I teach a graduate Landscape Design Studio at Columbia University.  I ask my students to select an excerpt from the assigned book, 'The Hidden Dimension' and correlate a personal experience to describe it.

This is what a student, Yuji Yamazaki, an architect, wrote. It is a very enlightening piece!   ...I had to share. (He said it was ok.)


“We learn from the study of culture that the patterning of perceptual world is a function not only of culture but of relationship, activity, and emotion. 

Therefore, people from different cultures, when interpreting each other’s behavior, often misinterpret the relationship, the activity, or the emotion. 
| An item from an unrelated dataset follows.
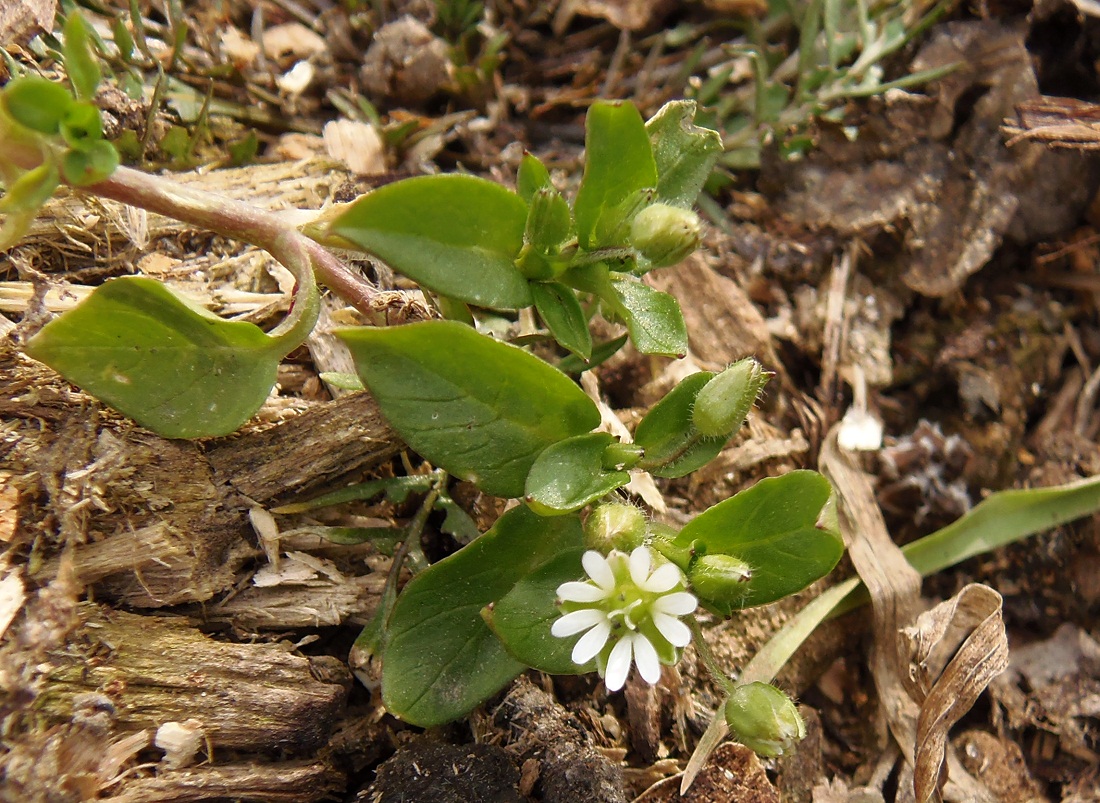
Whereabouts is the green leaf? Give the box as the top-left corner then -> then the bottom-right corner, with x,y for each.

This leads to alienation in encounters or distorted communications.”

~ Edward T. Hall, Hidden Dimension


I have been living with my girlfriend for over 5 years now. My girlfriend, born and raised in the Long Island, NY,  sees certain things in a way that I don’t quite understand, especially things that relate to space and privacy.
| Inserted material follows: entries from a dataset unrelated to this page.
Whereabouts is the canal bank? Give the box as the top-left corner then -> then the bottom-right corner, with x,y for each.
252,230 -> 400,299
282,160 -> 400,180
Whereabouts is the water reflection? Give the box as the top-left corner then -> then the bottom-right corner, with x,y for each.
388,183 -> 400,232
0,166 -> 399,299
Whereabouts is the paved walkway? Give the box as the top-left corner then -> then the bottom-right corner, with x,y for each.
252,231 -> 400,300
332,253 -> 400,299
Edward Hall mentions that there is no word to describe “privacy” in Japanese language.

 
 But I think that there is “sense” of privacy that you can develop in Japan.  A way to establish this sense of privacy is to block out other’s presence.  In densely populated cities, Japanese nuclear families are accustomed to share the most intimate space.  That is probably why we don’t have “privacy” in our vocabulary.
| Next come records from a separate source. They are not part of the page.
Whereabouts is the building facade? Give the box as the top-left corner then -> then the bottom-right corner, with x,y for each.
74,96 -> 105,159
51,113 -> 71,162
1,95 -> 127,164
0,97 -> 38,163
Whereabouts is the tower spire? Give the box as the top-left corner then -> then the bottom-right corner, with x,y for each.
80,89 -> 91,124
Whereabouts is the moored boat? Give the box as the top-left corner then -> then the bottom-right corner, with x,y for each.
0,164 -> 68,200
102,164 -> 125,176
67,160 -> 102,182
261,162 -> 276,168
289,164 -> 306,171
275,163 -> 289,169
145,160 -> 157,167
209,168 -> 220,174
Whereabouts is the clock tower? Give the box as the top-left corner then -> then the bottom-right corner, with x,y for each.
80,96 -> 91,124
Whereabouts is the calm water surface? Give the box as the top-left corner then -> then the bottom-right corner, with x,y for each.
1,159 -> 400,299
Growing up in Japan, I could go months without talking to my brother even though we shared a small 10’ x 10’ room, and it was not considered as being rude, it was rather respecting by mentally blocking out each other.  

But my girlfriend would perceive this type of silence as a queue to ask me “Is everything okay?



We  live in a small one-bedroom apartment, very similar size to the one with my brother. In Japanese setting, I can establish a sense of privacy by simply holding newspaper in front of my face and be silent—Japanese privacy is established. 

 In my girlfriend's culture, when you are in a room together, you are assumed to participate each other’s presence.  “What are you reading?”, “Wanna a cup of coffee?”, or “I’m bored” are the usual intrusion toward the silence.  You need to go to the other room and shut the door to have privacy.

 


Her privacy takes four walls and a shut door, which is about 100 square feet, my privacy takes 30” by 30” newspaper, which takes about 6 square feet. Growing up in a Long Island house with her own room, my girlfriend has yet to learn about my portable Japanese privacy, and I have yet to learn when and where to have that privacy.

GREAT INSIGHT!  My female advice, Yuji, is to politely answer her questions ......we never stop asking questions...

 

Comments

  1. Even though I am an American, I understand this very well. As an introvert, I can establish my own sense of privacy even in the midst of a crowd, simply by being quiet and withdrawing into myself. My sister, however, is an extravert who thinks if two people are together in a space, they should be talking. If I'm not talkative, she thinks I'm mad at her, when actually I'm just wanting a bit of peace and quiet!